UrsaDB process gets killed on big set of files
Environment information
- Mquery version (from the /status page): 1.2.0
- Ursadb version (from the /status page): 1.4.2+afe5144
- Installation method:
- [ ] Generic docker-compose
- [ ] Dev docker-compose
- [x] Native (from source)
- [ ] Other (please explain)
Reproduction Steps I have successfully installed mquery on bare-metal machine with the following config: OS: Ubuntu 18.04 CPU: 4 cores, 8 threads RAM: 4GB Storage: ~1TB
It works fine and smooth on small sets of files, but I tried to test it on ~16.000 PE samples (~25GB) and after some time UrsaDB process gets killed (I will attach a screenshot below).
Expected behaviour
Mquery successfully indexes 25GB set of samples and allows to run queries on it.
Actual behaviour the bug
UrsaDB process gets killed some time after pressing "reindex" button, so it is impossible to index such set of samples.
Screenshots

Additional context
Maybe the problem is with the configuration of a machine itself (not enough RAM, etc.), then I would be grateful if you could point at possible issue here, or provide minimal requirements for proper work of mquery.
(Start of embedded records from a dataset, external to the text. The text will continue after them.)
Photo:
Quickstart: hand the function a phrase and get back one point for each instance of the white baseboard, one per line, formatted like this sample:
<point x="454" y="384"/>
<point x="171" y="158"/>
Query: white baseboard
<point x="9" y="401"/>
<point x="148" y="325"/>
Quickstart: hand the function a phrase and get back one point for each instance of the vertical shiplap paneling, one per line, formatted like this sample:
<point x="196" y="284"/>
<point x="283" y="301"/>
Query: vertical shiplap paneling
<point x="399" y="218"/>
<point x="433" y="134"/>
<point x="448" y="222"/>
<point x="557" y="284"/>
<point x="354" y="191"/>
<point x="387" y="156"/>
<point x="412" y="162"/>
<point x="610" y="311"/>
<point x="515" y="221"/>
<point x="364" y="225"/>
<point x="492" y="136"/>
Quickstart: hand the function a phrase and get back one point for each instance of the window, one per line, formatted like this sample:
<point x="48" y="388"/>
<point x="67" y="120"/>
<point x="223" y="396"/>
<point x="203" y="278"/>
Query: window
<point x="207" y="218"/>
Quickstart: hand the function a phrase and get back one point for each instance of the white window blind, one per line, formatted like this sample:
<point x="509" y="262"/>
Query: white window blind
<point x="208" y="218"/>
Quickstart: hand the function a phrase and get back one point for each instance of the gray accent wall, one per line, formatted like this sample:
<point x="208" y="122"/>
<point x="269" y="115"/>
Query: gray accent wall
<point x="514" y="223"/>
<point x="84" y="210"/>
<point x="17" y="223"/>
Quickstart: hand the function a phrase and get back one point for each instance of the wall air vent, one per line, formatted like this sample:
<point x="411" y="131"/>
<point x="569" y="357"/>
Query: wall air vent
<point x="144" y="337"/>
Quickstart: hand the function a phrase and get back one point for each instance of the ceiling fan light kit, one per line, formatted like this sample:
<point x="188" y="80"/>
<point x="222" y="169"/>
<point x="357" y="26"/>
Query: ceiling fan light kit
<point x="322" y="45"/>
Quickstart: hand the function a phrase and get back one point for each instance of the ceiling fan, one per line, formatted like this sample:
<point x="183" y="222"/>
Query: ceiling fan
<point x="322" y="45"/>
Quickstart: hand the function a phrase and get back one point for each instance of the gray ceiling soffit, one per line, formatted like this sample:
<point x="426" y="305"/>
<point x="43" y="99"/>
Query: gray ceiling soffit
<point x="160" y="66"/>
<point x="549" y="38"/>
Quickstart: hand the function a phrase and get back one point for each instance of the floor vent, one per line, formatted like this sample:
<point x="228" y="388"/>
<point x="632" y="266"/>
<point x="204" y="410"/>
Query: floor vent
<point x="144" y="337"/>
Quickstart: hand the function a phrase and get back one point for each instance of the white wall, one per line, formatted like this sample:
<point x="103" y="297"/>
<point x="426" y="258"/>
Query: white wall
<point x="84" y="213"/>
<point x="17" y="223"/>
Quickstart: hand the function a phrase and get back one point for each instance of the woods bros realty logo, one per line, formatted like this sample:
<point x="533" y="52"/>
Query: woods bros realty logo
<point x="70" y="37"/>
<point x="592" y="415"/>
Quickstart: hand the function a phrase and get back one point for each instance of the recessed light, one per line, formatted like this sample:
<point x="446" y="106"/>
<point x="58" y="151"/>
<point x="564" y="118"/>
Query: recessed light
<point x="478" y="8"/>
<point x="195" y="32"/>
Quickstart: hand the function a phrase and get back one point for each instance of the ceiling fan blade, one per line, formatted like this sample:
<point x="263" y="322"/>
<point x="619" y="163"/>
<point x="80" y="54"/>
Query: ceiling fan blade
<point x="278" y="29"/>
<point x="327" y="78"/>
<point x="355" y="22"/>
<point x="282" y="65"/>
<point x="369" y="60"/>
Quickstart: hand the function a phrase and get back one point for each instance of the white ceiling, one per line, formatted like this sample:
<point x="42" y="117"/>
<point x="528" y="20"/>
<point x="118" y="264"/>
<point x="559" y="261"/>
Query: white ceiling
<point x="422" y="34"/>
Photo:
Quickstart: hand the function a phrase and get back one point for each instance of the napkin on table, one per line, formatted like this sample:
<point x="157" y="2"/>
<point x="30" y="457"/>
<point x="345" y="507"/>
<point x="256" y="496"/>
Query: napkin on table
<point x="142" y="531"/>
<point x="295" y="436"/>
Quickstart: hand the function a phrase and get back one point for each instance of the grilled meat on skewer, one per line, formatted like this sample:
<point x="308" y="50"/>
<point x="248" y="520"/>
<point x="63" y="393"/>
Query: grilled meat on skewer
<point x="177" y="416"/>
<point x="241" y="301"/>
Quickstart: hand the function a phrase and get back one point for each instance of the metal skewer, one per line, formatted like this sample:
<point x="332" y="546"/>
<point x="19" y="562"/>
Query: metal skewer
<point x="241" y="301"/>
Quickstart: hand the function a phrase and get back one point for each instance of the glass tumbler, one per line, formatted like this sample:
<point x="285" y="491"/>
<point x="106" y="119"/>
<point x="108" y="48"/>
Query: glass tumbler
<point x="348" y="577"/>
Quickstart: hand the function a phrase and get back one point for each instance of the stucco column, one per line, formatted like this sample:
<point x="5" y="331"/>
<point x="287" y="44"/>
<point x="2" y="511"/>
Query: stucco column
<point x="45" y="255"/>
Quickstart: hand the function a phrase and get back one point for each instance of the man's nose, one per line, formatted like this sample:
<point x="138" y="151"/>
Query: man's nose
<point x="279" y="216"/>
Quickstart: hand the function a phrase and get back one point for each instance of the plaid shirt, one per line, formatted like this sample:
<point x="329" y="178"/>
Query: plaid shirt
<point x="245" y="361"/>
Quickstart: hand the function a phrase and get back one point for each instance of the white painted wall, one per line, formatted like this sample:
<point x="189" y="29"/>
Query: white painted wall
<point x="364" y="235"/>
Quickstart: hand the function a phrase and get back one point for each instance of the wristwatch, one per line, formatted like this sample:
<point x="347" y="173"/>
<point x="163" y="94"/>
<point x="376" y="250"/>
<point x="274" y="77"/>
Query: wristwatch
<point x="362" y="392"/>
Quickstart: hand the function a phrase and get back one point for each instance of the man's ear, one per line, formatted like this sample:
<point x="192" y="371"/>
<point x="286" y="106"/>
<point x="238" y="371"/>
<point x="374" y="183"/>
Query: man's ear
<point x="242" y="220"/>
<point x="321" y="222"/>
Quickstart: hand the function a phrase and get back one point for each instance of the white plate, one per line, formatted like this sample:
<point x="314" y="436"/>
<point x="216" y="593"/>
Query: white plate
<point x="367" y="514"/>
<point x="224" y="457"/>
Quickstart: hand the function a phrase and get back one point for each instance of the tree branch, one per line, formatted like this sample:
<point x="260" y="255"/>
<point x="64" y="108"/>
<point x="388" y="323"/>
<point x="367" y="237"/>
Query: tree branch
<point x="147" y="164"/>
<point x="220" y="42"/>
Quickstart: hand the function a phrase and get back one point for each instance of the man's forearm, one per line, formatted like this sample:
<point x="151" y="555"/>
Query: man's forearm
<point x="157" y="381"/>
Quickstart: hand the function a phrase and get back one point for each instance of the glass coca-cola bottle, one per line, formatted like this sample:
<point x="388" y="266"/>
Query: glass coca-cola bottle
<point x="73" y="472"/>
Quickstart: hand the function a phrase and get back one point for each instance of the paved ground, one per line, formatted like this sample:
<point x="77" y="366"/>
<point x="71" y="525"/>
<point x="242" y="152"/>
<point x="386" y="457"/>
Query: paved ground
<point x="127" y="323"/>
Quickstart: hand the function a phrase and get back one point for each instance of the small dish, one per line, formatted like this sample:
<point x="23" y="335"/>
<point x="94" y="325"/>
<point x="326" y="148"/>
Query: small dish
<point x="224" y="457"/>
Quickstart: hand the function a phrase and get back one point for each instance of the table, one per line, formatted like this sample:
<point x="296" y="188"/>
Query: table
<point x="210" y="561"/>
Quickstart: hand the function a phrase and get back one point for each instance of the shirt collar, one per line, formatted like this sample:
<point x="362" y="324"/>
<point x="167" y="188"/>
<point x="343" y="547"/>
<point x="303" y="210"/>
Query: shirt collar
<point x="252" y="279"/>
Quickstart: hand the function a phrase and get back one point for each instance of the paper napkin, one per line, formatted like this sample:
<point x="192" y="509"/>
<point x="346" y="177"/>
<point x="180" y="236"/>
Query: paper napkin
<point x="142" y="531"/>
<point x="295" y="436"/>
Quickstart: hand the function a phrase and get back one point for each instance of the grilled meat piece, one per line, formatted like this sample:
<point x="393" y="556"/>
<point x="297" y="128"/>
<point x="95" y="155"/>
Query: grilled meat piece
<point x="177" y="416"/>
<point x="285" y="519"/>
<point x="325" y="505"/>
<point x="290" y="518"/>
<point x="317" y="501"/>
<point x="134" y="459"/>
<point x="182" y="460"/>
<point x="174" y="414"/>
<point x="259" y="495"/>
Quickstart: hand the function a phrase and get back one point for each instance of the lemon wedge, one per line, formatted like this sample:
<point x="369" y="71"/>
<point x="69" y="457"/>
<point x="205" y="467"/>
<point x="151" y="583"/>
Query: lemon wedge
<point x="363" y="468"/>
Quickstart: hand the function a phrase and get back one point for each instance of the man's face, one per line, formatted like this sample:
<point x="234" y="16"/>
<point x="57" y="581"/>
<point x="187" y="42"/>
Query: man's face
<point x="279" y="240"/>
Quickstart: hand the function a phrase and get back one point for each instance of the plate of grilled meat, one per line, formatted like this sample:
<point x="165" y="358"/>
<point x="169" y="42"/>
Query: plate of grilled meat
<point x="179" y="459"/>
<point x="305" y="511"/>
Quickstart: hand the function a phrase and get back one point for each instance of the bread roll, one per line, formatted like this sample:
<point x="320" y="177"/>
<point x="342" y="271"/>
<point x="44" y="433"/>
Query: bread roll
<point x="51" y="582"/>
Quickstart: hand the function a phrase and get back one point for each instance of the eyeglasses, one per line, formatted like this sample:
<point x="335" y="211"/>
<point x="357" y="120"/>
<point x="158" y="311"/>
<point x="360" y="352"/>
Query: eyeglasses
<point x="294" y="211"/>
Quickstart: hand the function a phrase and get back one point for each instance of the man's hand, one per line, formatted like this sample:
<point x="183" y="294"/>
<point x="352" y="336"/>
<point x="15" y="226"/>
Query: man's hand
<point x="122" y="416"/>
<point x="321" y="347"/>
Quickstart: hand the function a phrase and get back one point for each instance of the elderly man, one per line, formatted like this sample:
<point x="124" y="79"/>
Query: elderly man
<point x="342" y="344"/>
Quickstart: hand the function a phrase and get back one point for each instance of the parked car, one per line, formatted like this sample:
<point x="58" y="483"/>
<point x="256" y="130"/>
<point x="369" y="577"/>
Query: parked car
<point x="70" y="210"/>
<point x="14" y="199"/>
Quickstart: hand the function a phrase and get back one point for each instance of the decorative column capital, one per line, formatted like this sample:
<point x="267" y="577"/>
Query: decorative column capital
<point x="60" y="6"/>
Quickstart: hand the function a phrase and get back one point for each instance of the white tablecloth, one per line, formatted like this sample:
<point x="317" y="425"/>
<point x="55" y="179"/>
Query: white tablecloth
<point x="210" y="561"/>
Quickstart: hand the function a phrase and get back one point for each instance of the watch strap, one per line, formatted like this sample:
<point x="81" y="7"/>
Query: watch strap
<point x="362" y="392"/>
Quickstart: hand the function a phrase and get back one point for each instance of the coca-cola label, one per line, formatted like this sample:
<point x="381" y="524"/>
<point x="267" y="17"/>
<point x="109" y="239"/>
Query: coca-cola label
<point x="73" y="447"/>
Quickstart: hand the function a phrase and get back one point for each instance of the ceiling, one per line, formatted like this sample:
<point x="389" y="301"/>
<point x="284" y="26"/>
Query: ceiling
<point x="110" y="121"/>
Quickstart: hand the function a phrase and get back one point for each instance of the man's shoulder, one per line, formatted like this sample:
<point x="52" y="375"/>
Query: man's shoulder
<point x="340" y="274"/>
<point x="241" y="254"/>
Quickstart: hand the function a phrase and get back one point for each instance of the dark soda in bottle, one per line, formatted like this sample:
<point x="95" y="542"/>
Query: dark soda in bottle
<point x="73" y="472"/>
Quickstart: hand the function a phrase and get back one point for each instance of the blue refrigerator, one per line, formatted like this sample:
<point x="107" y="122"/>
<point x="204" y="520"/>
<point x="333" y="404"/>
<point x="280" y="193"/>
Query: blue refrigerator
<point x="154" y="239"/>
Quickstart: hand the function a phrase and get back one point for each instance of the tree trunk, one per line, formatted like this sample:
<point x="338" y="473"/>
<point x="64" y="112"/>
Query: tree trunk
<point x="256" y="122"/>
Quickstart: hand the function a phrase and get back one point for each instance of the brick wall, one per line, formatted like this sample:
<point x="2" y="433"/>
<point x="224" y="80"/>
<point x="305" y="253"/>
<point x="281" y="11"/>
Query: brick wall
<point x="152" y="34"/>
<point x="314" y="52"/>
I have also read about utils.index method and will test it, but it would be great to use the standard way of reindexing though.
UPD: process of indexing batch files with utils.index also gets killed in UrsaDB.
Sorry for not responding to this issue earlier. I didn't know how to reproduce it (and forgot about it later), but that's not an excuse for ignoring it. I was also not active in this project for some time.
Some thoughts:
- I (or other people) routinely index millions of files with mquery/ursadb. So it's certainly possible
- How much RAM do you have? It's possible that you can trim down ursadb's configuration a bit (by default it assumes quite a lot of RAM is available)
- I use utils.index script for most of my indexing needs (it's nice for large datasets, because - in contrast to the raw indexing method, which is transactional - it can be stopped in the middle and resumed)
I realise it's probably not important for you anymore. In this case, if the problem turns out to be non-reproducible, I think I'll have to close the issue unresolved.